I don’t think this will be the last film 79- year old Woody Allen will make, but if its is, he’s chosen to go out pitiless and ugly, as Robert Bresson did in L’Argent. A grim affair, the only thing I found amusing about it was seeing how many times he placed the actors in scenic Newport locations, even for one or two lines of dialogue, in order to get all of those cost-saving perks from the city.
His script editor – himself – is as strict as ever. Not one screen moment, not a word, extends a scene past its dramatic function. We follow characters whose lives are meant to embody the living concepts in his by-now familiar philosophy, but it still holds us because he casts his actors so perfectly. They can blithely discuss the meaning of the universe while ordering from a restaurant menu, but they are so particularized that we never hear the author’s voice, only their own.

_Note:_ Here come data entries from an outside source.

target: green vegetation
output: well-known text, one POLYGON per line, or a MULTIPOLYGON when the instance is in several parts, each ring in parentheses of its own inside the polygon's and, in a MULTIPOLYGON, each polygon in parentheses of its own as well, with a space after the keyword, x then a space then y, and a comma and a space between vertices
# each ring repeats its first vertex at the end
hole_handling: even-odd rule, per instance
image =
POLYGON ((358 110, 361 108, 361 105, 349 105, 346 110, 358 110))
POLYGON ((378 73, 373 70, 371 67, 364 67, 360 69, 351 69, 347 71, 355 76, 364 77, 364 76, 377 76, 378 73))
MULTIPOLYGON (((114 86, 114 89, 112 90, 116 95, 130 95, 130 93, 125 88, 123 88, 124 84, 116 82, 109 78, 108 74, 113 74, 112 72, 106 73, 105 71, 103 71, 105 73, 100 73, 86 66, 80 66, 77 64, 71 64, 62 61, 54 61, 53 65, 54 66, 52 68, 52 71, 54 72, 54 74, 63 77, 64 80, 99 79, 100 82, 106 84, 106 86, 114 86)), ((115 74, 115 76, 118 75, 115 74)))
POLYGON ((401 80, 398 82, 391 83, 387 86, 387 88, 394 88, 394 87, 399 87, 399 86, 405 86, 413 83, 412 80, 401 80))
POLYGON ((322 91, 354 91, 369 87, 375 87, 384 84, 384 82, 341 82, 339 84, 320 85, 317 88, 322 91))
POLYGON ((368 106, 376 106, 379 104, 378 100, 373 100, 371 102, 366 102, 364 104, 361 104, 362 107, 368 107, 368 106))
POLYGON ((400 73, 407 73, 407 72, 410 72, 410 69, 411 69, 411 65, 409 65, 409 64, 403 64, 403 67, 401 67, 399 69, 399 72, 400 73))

His theme is familiar, but presented starkly, without the comic trappings he’s used before. But his conclusion is the same: the existence of genuine goodness in this world is as mysterious and unexplained as the existence of evil. At any time, choosing one over the other may be no more than a random act. There is an additional warning, however: it is dangerous to hold back from life because you’re waiting for the exact opportunity to discover your true nature, which will guide you for the future. The danger is, of course, that your “true nature” may be something you – and the rest of the world – will wish had stayed hidden.
But the bigger story, for me, is the astonishing Emma Stone. As a college student infatuated with her philosophy professor, played by Joachim Phoenix, she makes her character’s agonizing conversion to disillusionment, and eventual horror, the strongest element in the film. She seems to instinctively avoid falseness and vanity in her performance, which is remarkable in someone so young. Allen could not have chosen someone more sympathetic to his vision.